Grey has been living this balance throughout his career, and Ol’ Glory is a beautifully paced little film. On “The Island,” Grey sounds like Coleridge on a happy day: “All beneath the canopy / of ageless oaks whose secrets keep / Forever in her beauty / This island is my home.” “A Night to Remember” finds the singer in first-rate swagger: “I flipped up my collar ah man / I went ahead and put on my best James Dean / and you’d a thought I was Clark Gable squinting through that smoke.” And “Turn Loose” has Grey in fast-rhyme mode in keeping with the song’s title: “You work a stride / curbside thumbing a ride / on Lane Avenue / While your kids be on their knees / praying Jesus please.” From the profane to the sacred, the sly to the sublime, Grey feels out his range as a songwriter with ever-greater assurance.

The mood and drive of Ol’ Glory are testament to this achievement. The album ranks with Grey’s very best work; among other things, the secret spirituality of his music is perhaps more accessible here than ever before. On “Everything Is a Song,” he sings of “the joy with no opposite,” a sacred state that Grey describes to me:

“It can happen to anybody: you sit still and you feel things tingling around you, everything’s alive around you, and in that a smile comes on your face involuntarily, and in that I felt no opposite. It has no part of the play of good and bad or of comedy or tragedy. I know it’s just a play on words but it feels like more than just being happy because you got what you wanted — this is a joy. A joy that doesn’t get involved one way or the next; it just is.”

Grey’s most treasured albums include Otis Redding’s In Person at the Whisky a Go Go and Jerry Reed’s greatest hits, and the singer once told me that he grew up “wanting to be Jerry Reed but with less of a country, more of a soul thing.” With Ol’ Glory, Grey does his idols proud. It’s a country record where the stories are all part of one great mystery; it’s a blues record with one foot in the church; it’s a Memphis soul record that takes place in the country.

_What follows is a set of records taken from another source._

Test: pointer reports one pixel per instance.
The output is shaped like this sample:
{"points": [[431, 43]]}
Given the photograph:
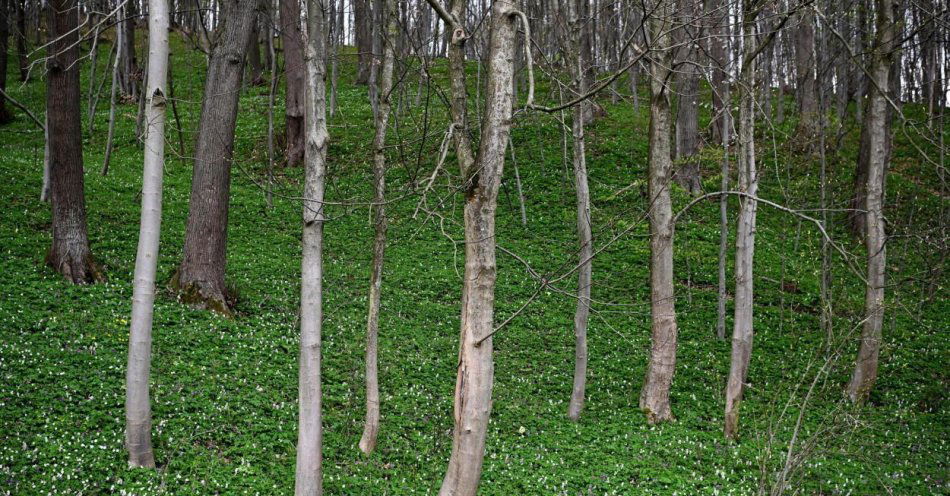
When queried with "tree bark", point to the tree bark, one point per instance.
{"points": [[294, 73], [745, 235], [584, 236], [865, 370], [687, 113], [5, 115], [371, 427], [655, 396], [200, 277], [309, 472], [138, 414], [476, 368], [70, 254]]}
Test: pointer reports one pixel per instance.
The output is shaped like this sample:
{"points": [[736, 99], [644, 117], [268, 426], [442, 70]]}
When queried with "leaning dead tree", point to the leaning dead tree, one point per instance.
{"points": [[481, 174], [371, 427]]}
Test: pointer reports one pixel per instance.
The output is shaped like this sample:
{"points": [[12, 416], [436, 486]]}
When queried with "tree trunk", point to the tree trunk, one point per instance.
{"points": [[476, 369], [687, 112], [309, 473], [584, 237], [294, 73], [70, 254], [128, 69], [5, 115], [805, 83], [138, 414], [200, 277], [655, 396], [371, 428], [364, 39], [745, 236], [865, 371]]}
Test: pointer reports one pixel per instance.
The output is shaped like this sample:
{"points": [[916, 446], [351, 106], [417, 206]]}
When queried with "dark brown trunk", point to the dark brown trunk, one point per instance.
{"points": [[70, 254], [200, 277], [294, 72]]}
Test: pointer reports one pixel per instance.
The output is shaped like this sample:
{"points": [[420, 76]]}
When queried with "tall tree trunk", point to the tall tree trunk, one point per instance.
{"points": [[687, 112], [655, 396], [70, 254], [309, 473], [128, 69], [584, 237], [745, 234], [805, 82], [371, 427], [719, 39], [294, 73], [200, 277], [138, 413], [5, 115], [364, 39], [476, 368], [865, 371]]}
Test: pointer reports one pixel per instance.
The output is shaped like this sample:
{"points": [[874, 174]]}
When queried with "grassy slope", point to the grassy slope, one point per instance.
{"points": [[224, 391]]}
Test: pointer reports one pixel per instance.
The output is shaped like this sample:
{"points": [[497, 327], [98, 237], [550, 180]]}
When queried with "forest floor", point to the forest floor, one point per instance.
{"points": [[224, 390]]}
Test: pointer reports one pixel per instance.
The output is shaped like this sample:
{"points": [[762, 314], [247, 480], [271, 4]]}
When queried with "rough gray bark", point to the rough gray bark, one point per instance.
{"points": [[745, 234], [200, 277], [371, 426], [472, 405], [584, 237], [655, 395], [309, 472], [687, 112], [294, 74], [865, 370], [70, 254], [138, 414]]}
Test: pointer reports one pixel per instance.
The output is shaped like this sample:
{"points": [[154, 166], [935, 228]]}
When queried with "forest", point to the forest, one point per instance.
{"points": [[459, 247]]}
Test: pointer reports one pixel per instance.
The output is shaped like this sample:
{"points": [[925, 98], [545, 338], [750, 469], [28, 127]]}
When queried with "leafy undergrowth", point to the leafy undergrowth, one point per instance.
{"points": [[224, 391]]}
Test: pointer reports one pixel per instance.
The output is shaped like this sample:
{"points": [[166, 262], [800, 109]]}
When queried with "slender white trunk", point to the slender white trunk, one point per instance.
{"points": [[745, 239], [309, 474], [865, 370], [655, 395], [371, 427], [138, 415], [585, 250]]}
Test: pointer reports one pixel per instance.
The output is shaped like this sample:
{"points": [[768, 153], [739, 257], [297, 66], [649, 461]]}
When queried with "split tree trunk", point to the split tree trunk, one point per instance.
{"points": [[865, 370], [138, 413], [483, 176], [309, 472], [294, 73], [745, 235], [371, 427], [584, 236], [655, 396], [200, 277], [70, 254]]}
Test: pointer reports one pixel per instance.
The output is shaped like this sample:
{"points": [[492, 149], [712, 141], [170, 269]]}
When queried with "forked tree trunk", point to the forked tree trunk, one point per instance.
{"points": [[371, 427], [473, 386], [309, 472], [200, 277], [138, 413], [585, 248], [745, 236], [865, 370], [70, 254], [655, 395], [294, 73]]}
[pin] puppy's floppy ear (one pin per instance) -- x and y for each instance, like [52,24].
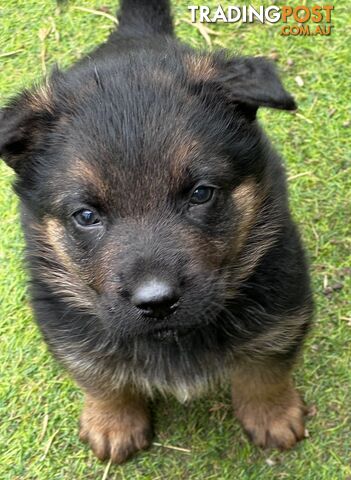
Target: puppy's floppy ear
[253,82]
[22,123]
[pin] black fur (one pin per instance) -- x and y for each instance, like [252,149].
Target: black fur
[125,111]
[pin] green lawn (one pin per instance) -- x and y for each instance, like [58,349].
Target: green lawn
[39,404]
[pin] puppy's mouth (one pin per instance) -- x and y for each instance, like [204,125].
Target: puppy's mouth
[171,333]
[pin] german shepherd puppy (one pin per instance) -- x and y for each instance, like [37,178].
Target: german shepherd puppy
[161,250]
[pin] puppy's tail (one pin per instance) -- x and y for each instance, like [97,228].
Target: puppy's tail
[144,18]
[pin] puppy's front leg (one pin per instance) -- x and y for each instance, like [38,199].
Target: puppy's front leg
[268,406]
[116,427]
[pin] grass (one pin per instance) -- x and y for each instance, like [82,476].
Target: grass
[39,404]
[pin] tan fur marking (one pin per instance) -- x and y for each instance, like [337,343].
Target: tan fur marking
[115,428]
[200,68]
[62,276]
[268,406]
[54,232]
[41,98]
[247,199]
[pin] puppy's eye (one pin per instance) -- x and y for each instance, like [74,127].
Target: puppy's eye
[201,194]
[86,218]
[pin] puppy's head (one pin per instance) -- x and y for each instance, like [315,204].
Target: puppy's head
[144,185]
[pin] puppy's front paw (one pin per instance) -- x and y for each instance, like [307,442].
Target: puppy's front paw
[115,430]
[274,424]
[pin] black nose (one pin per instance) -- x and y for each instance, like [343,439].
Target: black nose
[155,298]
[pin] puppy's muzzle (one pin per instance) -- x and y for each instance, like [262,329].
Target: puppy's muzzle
[155,297]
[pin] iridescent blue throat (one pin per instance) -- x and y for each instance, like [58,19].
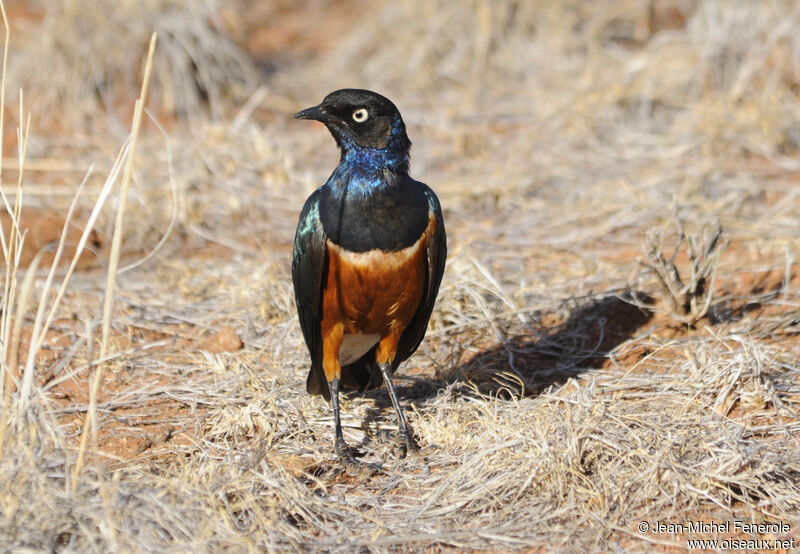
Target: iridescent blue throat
[363,170]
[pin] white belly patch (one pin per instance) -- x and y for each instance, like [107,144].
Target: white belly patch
[355,346]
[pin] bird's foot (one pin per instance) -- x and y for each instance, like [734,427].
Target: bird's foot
[401,440]
[348,458]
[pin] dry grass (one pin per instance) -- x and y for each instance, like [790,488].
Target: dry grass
[552,411]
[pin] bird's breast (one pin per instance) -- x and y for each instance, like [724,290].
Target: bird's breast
[377,291]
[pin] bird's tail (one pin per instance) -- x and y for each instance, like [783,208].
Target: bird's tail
[361,375]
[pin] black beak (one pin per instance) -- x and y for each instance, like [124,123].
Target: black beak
[317,113]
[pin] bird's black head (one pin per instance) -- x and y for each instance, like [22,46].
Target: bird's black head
[361,118]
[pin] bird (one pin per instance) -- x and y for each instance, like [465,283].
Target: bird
[368,258]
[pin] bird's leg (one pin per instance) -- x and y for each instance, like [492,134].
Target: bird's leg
[405,430]
[343,452]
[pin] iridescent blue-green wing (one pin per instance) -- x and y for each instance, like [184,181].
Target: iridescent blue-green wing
[437,254]
[309,268]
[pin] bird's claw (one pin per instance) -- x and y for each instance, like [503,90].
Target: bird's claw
[347,458]
[401,440]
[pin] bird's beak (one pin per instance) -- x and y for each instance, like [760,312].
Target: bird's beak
[317,113]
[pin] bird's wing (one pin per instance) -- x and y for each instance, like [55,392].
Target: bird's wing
[437,254]
[309,266]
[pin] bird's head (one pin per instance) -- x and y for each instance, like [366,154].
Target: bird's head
[364,124]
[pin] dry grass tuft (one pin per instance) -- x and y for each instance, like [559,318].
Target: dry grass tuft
[86,51]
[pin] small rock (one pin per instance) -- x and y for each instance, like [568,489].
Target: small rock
[224,340]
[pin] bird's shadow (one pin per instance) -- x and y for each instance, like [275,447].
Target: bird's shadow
[527,364]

In short, Ol’ Glory is that most singular thing, a record by JJ Grey—the north Florida sage and soul- bent swamp rocker.

Kitchen Dwellers

Kitchen Dwellers Image

Montana-bred bluegrass outfit Kitchen Dwellers are captivating fans across the country with their high-energy live performances and unique approach to traditional music that fans have dubbed Galaxy Grass.

Formed while attending college at Montana State, the group has burst onto the bluegrass scene sharing the stage with acts such as Railroad Earth, Greensky Bluegrass, The Infamous Stringdusters and Twiddle.

In recent years the band has begun to tour nationally, hitting notable venues and festivals around the country including The Brooklyn Bowl, The Fox Theatre, Delfest, Telluride Bluegrass Festival, Northwest String Summit, and The Frendly Gathering.

2017 has seen the band release their second studio album, “Ghost In The Bottle” while continuing to push the boundaries of their genre.